3715 New Media
Computer Technology Department
Essential Knowledge and Skills
In this advanced journalism elective, students learn about the concept of "convergence" as it applies to the new media. Students will create online content for the school web site, learn computer graphic arts for the school newspaper, audio editing for podcasting, and digital film making for TV production. The class size is limited. Application portfolio is required. Students may apply this credit towards the Arts requirement.
Indicators of Student Learning
Upon the completion of this course, students will:
• Understand the history and evolution of media.
• Identify and evaluate news values for today’s media consumers.
• Employ the writing process as it relates to journalism (brainstorming, questioning, reporting, gathering and synthesizing information, writing, editing, and evaluating the final media product).
• Use a variety of forms of journalistic writing (i.e. news, features, opinion, etc.) and their appropriate style (i.e.

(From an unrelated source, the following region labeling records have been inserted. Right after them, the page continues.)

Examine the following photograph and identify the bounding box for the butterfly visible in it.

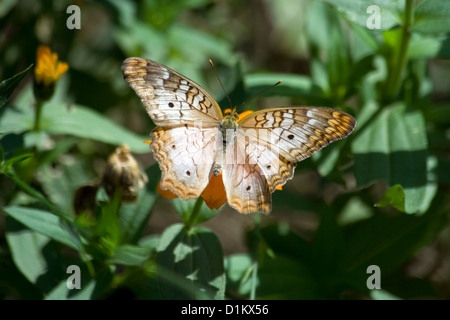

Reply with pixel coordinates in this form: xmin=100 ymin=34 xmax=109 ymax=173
xmin=122 ymin=57 xmax=356 ymax=214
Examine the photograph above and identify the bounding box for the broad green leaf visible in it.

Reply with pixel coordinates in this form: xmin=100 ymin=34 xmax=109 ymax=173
xmin=3 ymin=206 xmax=81 ymax=250
xmin=225 ymin=253 xmax=252 ymax=296
xmin=352 ymin=103 xmax=433 ymax=213
xmin=108 ymin=244 xmax=156 ymax=266
xmin=156 ymin=224 xmax=225 ymax=299
xmin=370 ymin=289 xmax=401 ymax=300
xmin=0 ymin=64 xmax=33 ymax=110
xmin=376 ymin=184 xmax=405 ymax=212
xmin=0 ymin=90 xmax=149 ymax=153
xmin=340 ymin=210 xmax=446 ymax=276
xmin=412 ymin=0 xmax=450 ymax=34
xmin=45 ymin=262 xmax=113 ymax=300
xmin=172 ymin=198 xmax=220 ymax=226
xmin=408 ymin=34 xmax=446 ymax=59
xmin=119 ymin=163 xmax=161 ymax=243
xmin=260 ymin=223 xmax=312 ymax=261
xmin=38 ymin=157 xmax=95 ymax=213
xmin=6 ymin=217 xmax=63 ymax=292
xmin=6 ymin=221 xmax=54 ymax=283
xmin=45 ymin=280 xmax=95 ymax=300
xmin=256 ymin=255 xmax=326 ymax=300
xmin=244 ymin=73 xmax=327 ymax=105
xmin=337 ymin=197 xmax=373 ymax=226
xmin=324 ymin=0 xmax=403 ymax=30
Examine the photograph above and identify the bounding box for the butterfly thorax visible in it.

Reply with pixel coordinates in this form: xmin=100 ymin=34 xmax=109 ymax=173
xmin=213 ymin=109 xmax=239 ymax=176
xmin=220 ymin=109 xmax=239 ymax=133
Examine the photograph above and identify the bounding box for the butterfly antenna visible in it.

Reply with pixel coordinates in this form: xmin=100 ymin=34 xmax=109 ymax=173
xmin=239 ymin=80 xmax=283 ymax=107
xmin=209 ymin=59 xmax=233 ymax=109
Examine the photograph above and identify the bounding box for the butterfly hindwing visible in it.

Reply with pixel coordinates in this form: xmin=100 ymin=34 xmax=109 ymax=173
xmin=122 ymin=58 xmax=356 ymax=213
xmin=223 ymin=107 xmax=355 ymax=213
xmin=150 ymin=125 xmax=222 ymax=199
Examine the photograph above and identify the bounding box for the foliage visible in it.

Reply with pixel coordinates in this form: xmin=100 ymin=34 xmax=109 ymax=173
xmin=0 ymin=0 xmax=450 ymax=299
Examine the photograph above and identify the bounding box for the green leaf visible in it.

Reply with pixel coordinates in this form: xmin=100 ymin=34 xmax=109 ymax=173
xmin=244 ymin=73 xmax=327 ymax=105
xmin=256 ymin=255 xmax=325 ymax=300
xmin=376 ymin=184 xmax=405 ymax=212
xmin=340 ymin=209 xmax=446 ymax=276
xmin=352 ymin=103 xmax=436 ymax=213
xmin=225 ymin=253 xmax=252 ymax=296
xmin=108 ymin=244 xmax=156 ymax=266
xmin=0 ymin=64 xmax=33 ymax=110
xmin=325 ymin=0 xmax=403 ymax=30
xmin=157 ymin=224 xmax=225 ymax=299
xmin=6 ymin=217 xmax=63 ymax=292
xmin=45 ymin=261 xmax=113 ymax=300
xmin=412 ymin=0 xmax=450 ymax=34
xmin=39 ymin=156 xmax=94 ymax=213
xmin=3 ymin=206 xmax=81 ymax=250
xmin=0 ymin=95 xmax=149 ymax=153
xmin=172 ymin=198 xmax=220 ymax=226
xmin=370 ymin=289 xmax=400 ymax=300
xmin=119 ymin=163 xmax=161 ymax=243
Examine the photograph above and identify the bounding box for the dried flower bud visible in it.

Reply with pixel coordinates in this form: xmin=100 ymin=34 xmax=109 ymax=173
xmin=102 ymin=145 xmax=148 ymax=202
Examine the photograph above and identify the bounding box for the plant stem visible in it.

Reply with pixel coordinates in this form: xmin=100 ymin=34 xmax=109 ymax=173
xmin=250 ymin=213 xmax=261 ymax=300
xmin=386 ymin=0 xmax=414 ymax=101
xmin=186 ymin=197 xmax=203 ymax=230
xmin=33 ymin=98 xmax=44 ymax=131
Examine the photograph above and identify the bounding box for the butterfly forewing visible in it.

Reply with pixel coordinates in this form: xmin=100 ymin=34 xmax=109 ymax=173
xmin=122 ymin=58 xmax=222 ymax=126
xmin=122 ymin=58 xmax=356 ymax=213
xmin=223 ymin=107 xmax=355 ymax=213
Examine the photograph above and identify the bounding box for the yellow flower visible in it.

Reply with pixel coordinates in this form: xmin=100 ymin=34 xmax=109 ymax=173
xmin=155 ymin=109 xmax=282 ymax=210
xmin=34 ymin=45 xmax=69 ymax=87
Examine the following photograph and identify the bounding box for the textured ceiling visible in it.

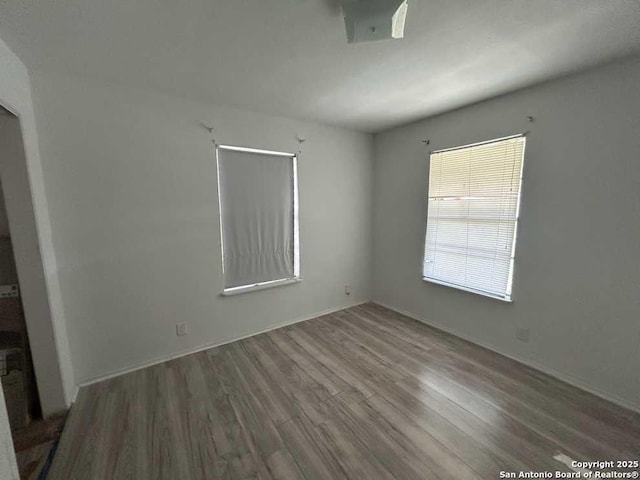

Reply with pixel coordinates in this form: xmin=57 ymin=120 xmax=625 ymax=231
xmin=0 ymin=0 xmax=640 ymax=131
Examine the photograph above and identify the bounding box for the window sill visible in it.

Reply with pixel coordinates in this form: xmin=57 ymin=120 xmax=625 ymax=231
xmin=220 ymin=277 xmax=302 ymax=297
xmin=422 ymin=277 xmax=513 ymax=303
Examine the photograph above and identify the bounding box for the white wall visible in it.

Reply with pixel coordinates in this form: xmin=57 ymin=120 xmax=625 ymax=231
xmin=32 ymin=73 xmax=373 ymax=383
xmin=0 ymin=388 xmax=20 ymax=480
xmin=0 ymin=32 xmax=74 ymax=415
xmin=373 ymin=55 xmax=640 ymax=408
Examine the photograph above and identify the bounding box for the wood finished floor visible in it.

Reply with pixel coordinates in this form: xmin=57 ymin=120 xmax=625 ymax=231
xmin=48 ymin=304 xmax=640 ymax=480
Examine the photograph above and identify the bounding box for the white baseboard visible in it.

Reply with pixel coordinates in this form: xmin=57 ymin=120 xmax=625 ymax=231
xmin=372 ymin=300 xmax=640 ymax=413
xmin=79 ymin=300 xmax=369 ymax=388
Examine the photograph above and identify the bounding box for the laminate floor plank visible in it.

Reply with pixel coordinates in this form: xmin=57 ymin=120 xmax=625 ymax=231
xmin=48 ymin=304 xmax=640 ymax=480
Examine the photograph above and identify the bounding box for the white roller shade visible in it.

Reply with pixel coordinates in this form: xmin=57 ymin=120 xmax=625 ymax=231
xmin=218 ymin=147 xmax=296 ymax=290
xmin=424 ymin=136 xmax=525 ymax=300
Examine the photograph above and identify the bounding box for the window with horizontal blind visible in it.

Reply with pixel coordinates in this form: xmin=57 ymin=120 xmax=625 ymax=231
xmin=423 ymin=135 xmax=525 ymax=301
xmin=217 ymin=145 xmax=300 ymax=294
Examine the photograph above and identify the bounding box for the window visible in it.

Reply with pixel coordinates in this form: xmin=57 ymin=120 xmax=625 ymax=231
xmin=423 ymin=135 xmax=525 ymax=301
xmin=217 ymin=145 xmax=300 ymax=295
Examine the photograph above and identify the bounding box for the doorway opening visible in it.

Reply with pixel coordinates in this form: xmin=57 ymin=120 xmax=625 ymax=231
xmin=0 ymin=105 xmax=64 ymax=478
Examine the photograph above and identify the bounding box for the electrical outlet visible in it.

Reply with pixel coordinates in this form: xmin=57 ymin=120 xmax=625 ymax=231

Associated Press, multiple sources with attribution, punctuation, etc.) additional forms unique to journalism (i.e. headlines, cut lines, visual presentations, etc.)
• Understand the importance of matching language use, angle, and style with intended audience.
• Value the skills needed to package media products effectively, using various forms of journalistic design utilizing a range of visual, auditory and interactive methods for a variety of media.
• Value photojournalism as a way to tell stories in compelling ways.
• Utilize appropriate professional and scholastic media legal and ethical policies and practices.
• Ensure students understand media’s role in a democracy and their part in preserving it.
• Relate law and ethics to scholastic media and its importance in practice.
• Understand and apply the role of leadership training, fiscal responsibility, and conflict resolution and time management in student publications production.
• Know the importance of effective information design for all media.
• Learn how to use computers as teaching and production tools.
• Use text, graphics, photography, radio, television, and new media as appropriate to emphasize the range of story-telling possibilities.
• Encourage creative approaches to information design and packaging it for student media.
• Construct and utilize financial guidelines for scholastic media relating to subscriptions, advertising, activity funds, and fund raising.
• Construct and utilize staff organizational models that emphasize responsibility, risk-taking and problem solving.
• Construct and utilize production schedules that encourage scholastic journalists to mirror that of professional journalists.
• Ensure students understand their roles as informational gatekeepers in school-based media and their rights and responsibilities as journalists.
• Understand and apply the rights and responsibilities within a journalism education environment.
• Develop the conditions that enhance the development of life-long learning.
• Analyze methods to help students understand and use media.
• Know how students’ diverse backgrounds, attitude, interests and expectations influence their communication skills.
• Understand the interrelationship and concurrent development of each communication skill (reading, writing, speaking, listening, etc.)
• Learn ways the public forms its opinions and the process/interaction involved. Indicators of Student Learning (continued)
• Effectively use of research in a mass media setting.
• Use questioning to show understanding, help students articulate their ideas and thinking processes, promote risk-taking and problem-solving, facilitate recall of information, encourage thinking, stimulate curiosity and help students to question on their own.
• Value conferencing with individual students.
• Help create environments that support learning about various aspects of the media.
• Create an atmosphere that addresses the students’ needs for a sense of belonging to the school and to the larger community as journalism/media users.
• Investigate their own biases and seek to resolve problems that stem from areas of conflict.
Assessments
Upon the completion of this course students will:
• Demonstrate increased competency in Written Language as evidenced in electronic portfolio.
• Demonstrate increased proficiency in research, inquiry and oral presnentation by expressing ideas clearly, explaining research process, presenting ideas and information in written and oral forms.
• Demonstrate competency in technology by creating multimedia presentations.